This is why Singapore
is ahead economically in South East Asia as they take painful decisions to
transform the Economy and they have the political will do that. The foreign
workers will find a way to get the 3G phones and it is always the survival of the
fittest which Singapore have shown time and time again. Who cares if the foreign worker have a phone or not.
A migrants group has started distributing cheap handphones to them
and has appealed to the public to donate used 3G handsets.
Telecom operators in the highly-wired island will end second-generation services on April 1, forcing thousands still relying on it to upgrade their handsets or become a casualty of technology’s relentless advance.
Migrants group Transient Workers Count Too (TWC2) said the first batch of handsets was given to 50 jobless foreign workers late Tuesday.
The labourers are out of work due to wage disputes or workplace injury.
Many rely on cheap 2G handsets to keep in touch with loved ones back home while awaiting a resolution to their problems.
TWC2 said it would hand out 120 more handsets next week while some of the remaining 80 phones which have been collected would be given to other migrant welfare groups for distribution.
The group had urged the public to donate used 3G handsets or money to buy phones for the workers.
Singapore, with one of the world’s highest mobile penetration rates, is re-allocating scarce radio frequency spectrum to meet surging consumer demand for high-speed data.
But some 132,300 people in the city-state were still using 2G phones as of December, official data showed.
“Phones are a lot more important to these workers than to all of us who have access to computers.
“It’s their only link to their family … a very important social lifeline for them,” TWC2 treasurer Alex Au told AFP.
There are almost 1.4 million foreign workers in labour-scarce Singapore, many in the construction and marine industries.
Bangladeshi Ahamed Mohammad Faruk, 30, who has been jobless for eight months after his employer withheld his salary, was among those who got a phone.
He had been wondering how his three-year-old daughter has grown since he left for Singapore two years ago with just a few pictures of her.
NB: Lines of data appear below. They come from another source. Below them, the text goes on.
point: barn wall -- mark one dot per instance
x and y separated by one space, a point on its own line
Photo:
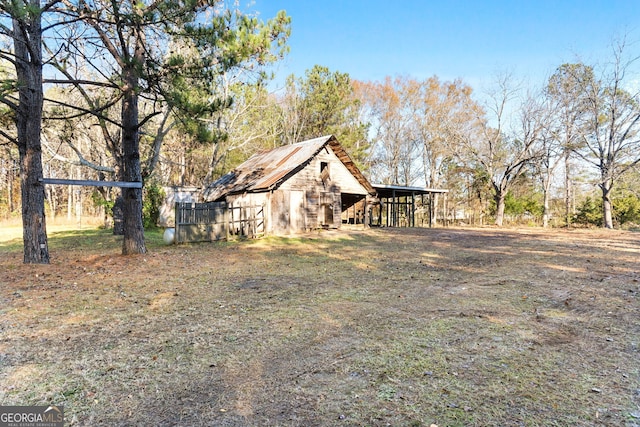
321 200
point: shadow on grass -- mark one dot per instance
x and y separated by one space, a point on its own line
89 239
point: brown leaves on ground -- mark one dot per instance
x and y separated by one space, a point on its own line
474 327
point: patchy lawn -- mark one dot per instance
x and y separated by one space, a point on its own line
409 327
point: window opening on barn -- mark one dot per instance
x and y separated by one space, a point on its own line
324 172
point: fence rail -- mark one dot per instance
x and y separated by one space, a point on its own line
207 222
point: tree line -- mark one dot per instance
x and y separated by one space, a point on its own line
178 93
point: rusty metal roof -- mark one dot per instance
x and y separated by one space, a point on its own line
266 170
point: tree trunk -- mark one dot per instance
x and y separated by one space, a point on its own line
607 205
28 51
499 198
545 208
567 189
133 242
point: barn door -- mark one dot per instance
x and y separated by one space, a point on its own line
297 212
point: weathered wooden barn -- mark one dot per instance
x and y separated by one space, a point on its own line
304 186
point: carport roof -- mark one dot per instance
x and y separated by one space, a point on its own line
386 191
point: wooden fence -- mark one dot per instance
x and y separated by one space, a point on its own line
207 222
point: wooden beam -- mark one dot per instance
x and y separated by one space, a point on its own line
90 183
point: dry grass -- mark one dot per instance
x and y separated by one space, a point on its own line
456 327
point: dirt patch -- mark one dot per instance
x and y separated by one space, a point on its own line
468 327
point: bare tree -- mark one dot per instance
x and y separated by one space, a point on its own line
611 139
505 150
566 103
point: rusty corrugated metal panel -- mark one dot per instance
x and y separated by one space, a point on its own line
266 170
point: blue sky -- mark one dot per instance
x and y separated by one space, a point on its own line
471 40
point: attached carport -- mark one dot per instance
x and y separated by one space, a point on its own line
399 205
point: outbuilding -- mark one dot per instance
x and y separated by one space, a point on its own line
309 185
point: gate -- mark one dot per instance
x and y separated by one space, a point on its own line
208 222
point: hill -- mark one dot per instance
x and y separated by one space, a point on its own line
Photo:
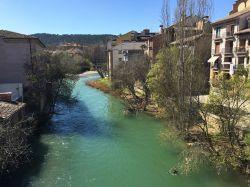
83 39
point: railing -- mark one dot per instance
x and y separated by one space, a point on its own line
229 50
223 66
230 34
240 49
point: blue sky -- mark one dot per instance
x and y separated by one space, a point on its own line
87 16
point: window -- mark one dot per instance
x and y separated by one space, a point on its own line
217 30
241 61
232 29
248 22
217 48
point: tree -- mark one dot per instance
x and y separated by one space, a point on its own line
132 75
51 78
14 147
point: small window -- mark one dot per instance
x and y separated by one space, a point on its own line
217 30
217 48
248 22
232 29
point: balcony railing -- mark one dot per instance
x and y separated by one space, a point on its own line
241 49
230 34
229 50
225 67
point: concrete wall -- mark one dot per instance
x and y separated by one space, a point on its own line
14 54
118 51
15 89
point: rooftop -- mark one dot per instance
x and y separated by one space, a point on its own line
245 31
232 16
8 109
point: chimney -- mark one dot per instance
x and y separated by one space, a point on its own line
6 96
161 29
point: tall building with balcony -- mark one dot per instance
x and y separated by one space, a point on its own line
231 41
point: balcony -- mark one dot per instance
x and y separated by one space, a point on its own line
241 50
230 36
229 51
224 67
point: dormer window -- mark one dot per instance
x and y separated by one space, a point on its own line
248 22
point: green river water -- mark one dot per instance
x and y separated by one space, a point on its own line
93 144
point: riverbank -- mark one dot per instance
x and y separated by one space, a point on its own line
95 144
195 135
87 73
105 86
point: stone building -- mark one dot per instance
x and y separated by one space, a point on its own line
231 41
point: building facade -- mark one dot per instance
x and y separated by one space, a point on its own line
196 28
16 51
231 41
126 46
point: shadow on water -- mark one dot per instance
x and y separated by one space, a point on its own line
76 120
21 176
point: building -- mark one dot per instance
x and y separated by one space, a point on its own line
126 46
231 41
195 27
16 51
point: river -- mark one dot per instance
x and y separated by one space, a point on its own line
92 144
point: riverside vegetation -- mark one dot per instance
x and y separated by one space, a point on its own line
51 78
175 83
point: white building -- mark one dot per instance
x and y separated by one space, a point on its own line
231 40
122 52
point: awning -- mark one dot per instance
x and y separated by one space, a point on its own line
213 59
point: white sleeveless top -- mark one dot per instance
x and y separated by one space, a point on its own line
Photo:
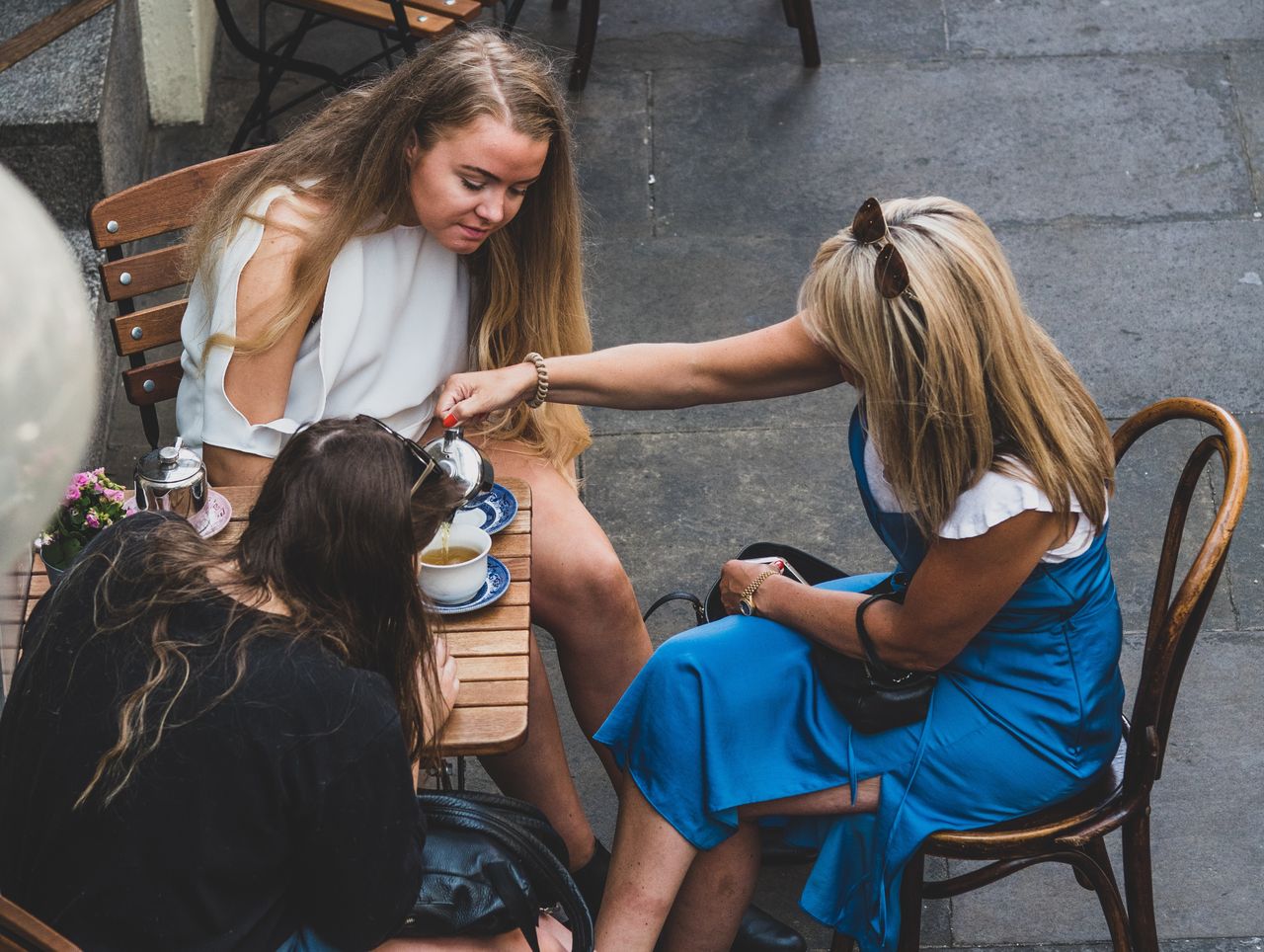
393 326
988 502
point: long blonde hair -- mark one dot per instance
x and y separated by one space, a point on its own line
527 276
962 377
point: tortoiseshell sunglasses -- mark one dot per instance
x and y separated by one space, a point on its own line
890 272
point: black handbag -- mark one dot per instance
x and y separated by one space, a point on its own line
492 864
872 695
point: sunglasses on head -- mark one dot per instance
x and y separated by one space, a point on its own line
420 465
890 272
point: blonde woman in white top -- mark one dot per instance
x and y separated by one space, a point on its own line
423 225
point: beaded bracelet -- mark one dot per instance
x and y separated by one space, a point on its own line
541 379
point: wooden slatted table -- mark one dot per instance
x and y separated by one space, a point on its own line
491 645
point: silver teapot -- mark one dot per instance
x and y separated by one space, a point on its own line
172 479
463 461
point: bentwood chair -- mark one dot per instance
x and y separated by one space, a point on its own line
397 26
1073 833
156 207
23 932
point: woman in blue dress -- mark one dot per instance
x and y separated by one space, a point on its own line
985 467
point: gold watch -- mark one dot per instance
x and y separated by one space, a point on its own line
746 605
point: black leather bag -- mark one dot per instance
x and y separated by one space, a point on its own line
872 695
492 864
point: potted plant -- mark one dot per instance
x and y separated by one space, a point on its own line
93 501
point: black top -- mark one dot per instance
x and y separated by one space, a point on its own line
287 804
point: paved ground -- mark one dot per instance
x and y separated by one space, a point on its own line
1116 147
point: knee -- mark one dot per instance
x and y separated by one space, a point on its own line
588 574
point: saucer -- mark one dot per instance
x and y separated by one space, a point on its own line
210 521
491 513
496 586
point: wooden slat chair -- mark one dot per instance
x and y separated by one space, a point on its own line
798 14
398 26
156 207
1072 833
23 932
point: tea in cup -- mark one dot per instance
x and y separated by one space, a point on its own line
454 564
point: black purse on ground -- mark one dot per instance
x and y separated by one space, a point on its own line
872 695
492 864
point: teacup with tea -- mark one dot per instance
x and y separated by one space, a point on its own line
454 564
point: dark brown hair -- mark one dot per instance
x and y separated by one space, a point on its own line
333 535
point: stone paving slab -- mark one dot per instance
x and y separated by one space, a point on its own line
1134 138
1149 310
1059 27
687 289
1246 73
1206 822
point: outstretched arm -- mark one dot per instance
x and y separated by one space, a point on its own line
771 361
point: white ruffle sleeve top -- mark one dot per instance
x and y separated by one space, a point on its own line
988 502
393 325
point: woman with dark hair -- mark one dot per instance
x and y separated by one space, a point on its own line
210 749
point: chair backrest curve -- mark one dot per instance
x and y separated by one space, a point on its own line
1174 619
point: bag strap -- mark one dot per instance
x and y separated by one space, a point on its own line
876 666
681 595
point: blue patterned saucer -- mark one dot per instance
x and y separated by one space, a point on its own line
496 586
491 513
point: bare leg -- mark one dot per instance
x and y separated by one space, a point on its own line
537 770
659 883
579 594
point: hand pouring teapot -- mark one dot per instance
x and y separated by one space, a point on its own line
461 460
172 479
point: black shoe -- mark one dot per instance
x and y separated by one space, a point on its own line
759 932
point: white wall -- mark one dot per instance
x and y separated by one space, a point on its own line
177 39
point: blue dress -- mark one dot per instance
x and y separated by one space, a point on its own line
732 713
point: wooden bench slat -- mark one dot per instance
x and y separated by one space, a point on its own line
498 668
166 382
377 13
144 274
463 10
468 644
483 730
491 618
157 326
159 205
486 694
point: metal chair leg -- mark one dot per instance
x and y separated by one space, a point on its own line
910 903
590 10
807 26
1139 884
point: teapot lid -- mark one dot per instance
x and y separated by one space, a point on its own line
461 460
171 465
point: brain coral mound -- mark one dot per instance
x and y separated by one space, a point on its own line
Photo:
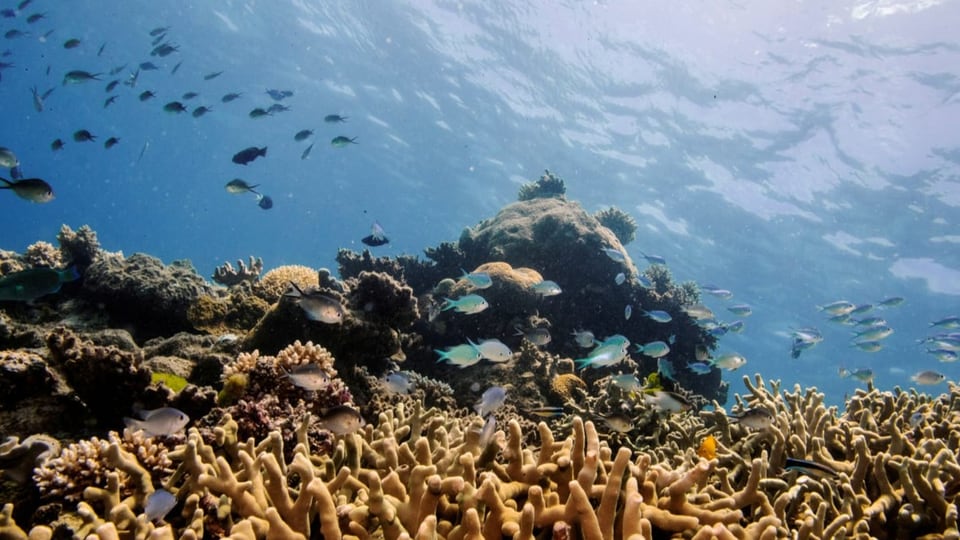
140 291
424 473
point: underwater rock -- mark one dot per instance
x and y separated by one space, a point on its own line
619 222
229 276
106 379
79 248
143 294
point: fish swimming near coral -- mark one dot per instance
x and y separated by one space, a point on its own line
341 420
249 154
159 422
29 189
492 399
469 304
28 285
754 418
377 236
317 306
159 504
309 377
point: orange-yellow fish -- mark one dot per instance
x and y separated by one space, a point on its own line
708 448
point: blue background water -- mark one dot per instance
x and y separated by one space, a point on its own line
795 153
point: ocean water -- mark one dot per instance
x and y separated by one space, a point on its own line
793 153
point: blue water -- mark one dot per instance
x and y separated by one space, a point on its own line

His old 2G phone could only be used for calls and texting.
“I am excited to see her (recent) pictures,” a smiling Ahamed told AFP after getting a touch-screen phone that can send and receive multimedia and browse the internet.
Japan, South Korea and US telecom giant AT&T have already shut down their 2G networks and Australia is set to stop the service in September.
But globally, 2G is not set to vanish, even as the number of smartphones is projected to soar from four billion last year to some six billion by 2020, according to IHS Markit data.